The end justifies the means. Which is why so many in the media uncritically allow false statements to be passed on like this. That and the fact that they are too lazy to do research.
This is why the mass media seem to think that Paul Ehrlich is not only respectable, but undoubtedly correct whenever he opens his mouth, despite his abysmal track record of repeating the same false predictions again and again.
Sometimes I think that people ought to be bared from using statistics in public debate.
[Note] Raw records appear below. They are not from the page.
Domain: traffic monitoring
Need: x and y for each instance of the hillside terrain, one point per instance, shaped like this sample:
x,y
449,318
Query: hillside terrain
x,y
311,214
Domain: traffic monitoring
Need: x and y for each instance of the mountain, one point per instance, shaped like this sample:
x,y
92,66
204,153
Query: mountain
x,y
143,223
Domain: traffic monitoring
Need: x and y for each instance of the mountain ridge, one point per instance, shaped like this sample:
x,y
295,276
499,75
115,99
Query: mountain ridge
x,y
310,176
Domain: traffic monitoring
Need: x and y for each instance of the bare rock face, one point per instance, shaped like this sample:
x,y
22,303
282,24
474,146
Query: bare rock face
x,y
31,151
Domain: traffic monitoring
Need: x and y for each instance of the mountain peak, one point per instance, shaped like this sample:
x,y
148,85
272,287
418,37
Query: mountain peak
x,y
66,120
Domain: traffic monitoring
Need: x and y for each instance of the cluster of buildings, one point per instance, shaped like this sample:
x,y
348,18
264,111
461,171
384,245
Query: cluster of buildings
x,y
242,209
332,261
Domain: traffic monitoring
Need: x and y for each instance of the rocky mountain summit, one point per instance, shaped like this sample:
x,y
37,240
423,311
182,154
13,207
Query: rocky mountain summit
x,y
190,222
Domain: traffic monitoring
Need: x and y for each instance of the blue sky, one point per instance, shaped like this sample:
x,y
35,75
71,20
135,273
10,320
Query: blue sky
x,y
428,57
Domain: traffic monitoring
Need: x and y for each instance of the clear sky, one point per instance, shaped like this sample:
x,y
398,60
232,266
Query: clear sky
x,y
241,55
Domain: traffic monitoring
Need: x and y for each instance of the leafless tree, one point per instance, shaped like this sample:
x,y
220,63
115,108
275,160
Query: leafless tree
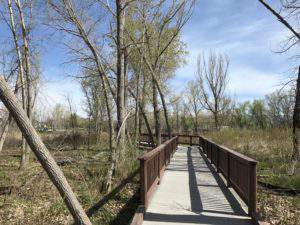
x,y
70,19
194,103
162,28
41,152
292,8
212,81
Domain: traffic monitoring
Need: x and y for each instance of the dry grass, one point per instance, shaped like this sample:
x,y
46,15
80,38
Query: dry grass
x,y
36,200
272,148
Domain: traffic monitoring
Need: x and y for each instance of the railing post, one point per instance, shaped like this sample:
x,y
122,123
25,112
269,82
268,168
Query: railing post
x,y
218,158
228,170
252,205
158,168
143,182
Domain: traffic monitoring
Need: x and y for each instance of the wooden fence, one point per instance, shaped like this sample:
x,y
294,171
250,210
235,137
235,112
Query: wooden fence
x,y
152,166
239,170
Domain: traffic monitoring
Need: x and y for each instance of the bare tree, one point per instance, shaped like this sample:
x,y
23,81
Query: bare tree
x,y
162,28
292,8
212,80
194,103
120,17
41,152
20,79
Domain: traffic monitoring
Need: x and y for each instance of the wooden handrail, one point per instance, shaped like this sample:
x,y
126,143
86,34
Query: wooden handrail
x,y
238,169
152,166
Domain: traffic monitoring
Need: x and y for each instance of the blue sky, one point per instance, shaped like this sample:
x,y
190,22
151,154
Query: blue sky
x,y
242,29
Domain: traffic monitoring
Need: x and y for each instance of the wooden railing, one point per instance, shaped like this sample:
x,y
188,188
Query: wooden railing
x,y
239,171
152,166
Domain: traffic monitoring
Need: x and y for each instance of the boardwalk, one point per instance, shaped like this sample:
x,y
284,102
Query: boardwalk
x,y
192,193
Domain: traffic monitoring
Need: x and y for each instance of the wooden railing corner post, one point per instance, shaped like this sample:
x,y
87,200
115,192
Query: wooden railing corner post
x,y
228,170
143,182
252,206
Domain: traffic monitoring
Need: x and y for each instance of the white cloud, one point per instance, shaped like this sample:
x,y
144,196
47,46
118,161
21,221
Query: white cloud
x,y
248,83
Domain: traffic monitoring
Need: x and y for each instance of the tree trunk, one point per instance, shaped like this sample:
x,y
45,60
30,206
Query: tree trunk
x,y
42,153
216,119
296,127
120,16
25,157
5,131
156,113
136,116
142,111
165,109
20,79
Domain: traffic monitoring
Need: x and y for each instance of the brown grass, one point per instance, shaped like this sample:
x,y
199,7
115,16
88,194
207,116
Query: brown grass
x,y
273,149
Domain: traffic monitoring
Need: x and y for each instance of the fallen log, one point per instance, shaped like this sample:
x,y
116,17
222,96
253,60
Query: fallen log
x,y
41,152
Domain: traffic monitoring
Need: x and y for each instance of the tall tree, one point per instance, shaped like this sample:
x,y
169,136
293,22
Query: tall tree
x,y
212,80
292,8
42,154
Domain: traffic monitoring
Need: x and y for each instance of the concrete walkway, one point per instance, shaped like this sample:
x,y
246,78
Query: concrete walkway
x,y
192,193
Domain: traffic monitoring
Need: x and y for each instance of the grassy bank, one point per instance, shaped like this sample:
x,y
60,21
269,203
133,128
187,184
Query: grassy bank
x,y
273,149
35,200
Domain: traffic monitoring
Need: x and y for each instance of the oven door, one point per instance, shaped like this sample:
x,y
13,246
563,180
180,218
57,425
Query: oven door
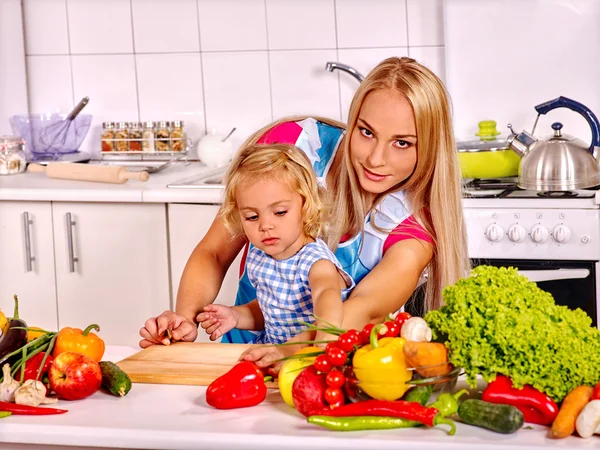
x,y
571,283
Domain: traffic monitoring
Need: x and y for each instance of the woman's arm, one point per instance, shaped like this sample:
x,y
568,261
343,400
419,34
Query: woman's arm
x,y
389,285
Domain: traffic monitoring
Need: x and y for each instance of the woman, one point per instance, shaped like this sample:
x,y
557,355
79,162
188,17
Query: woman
x,y
396,216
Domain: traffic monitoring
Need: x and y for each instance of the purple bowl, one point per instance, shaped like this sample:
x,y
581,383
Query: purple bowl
x,y
51,134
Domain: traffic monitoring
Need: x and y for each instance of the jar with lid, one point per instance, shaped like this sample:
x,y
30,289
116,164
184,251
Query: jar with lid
x,y
121,137
12,155
177,136
135,137
148,137
163,136
108,137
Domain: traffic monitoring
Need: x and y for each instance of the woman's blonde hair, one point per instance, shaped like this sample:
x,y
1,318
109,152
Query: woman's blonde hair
x,y
434,188
283,162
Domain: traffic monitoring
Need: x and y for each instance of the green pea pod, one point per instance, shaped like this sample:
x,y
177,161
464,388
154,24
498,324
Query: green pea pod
x,y
358,423
447,404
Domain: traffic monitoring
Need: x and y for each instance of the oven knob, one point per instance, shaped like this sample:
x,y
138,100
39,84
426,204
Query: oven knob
x,y
538,234
517,233
494,233
561,234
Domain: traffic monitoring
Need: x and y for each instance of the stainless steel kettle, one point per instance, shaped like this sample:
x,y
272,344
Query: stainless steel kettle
x,y
561,163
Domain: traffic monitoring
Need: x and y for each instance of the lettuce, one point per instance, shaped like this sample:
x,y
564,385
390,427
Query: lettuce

This reminds me of a few years ago when several Dems in Congress were claiming that there was a problem with a chemical plant because rates of childhood cancer were "above average" in the area. It never dawned on them that the rate of anything is not going to be homogenious and as such some areas statistically have to be above and below average. The mere fact that this area was slightly above average meant nothing.
Hear attacks do not happen at the same rate in all areas all the time. They therefore have to go down or up sometime. What a dope.
I'd love to see what the heart attack numbers for the previous few years/decades were. What was the normal spread of heart attacks in any given month?
And yet, Kip, here in WA state Glantz's data were cited by news outlets as reason to support anti-smoking initiatives. Sadly, we have to take Glantz seriously--he's duped far too many people.
Yep, Glantz is not a kook, but people who actually do the math are.
It's sad that smart people have to take time out of their lives to repudiate this junk.
Comment by: Rhywun at January 18, 2006 01:41 PM
pretty much what Steven Jay Gould used to say about evolutionary biologists having to take time to respond to creationists
Happyjuggler, over the four years before the ban, the hospital averaged just under 7 heart attacks a month. keep in mind, 2 is a 100% increase over 1.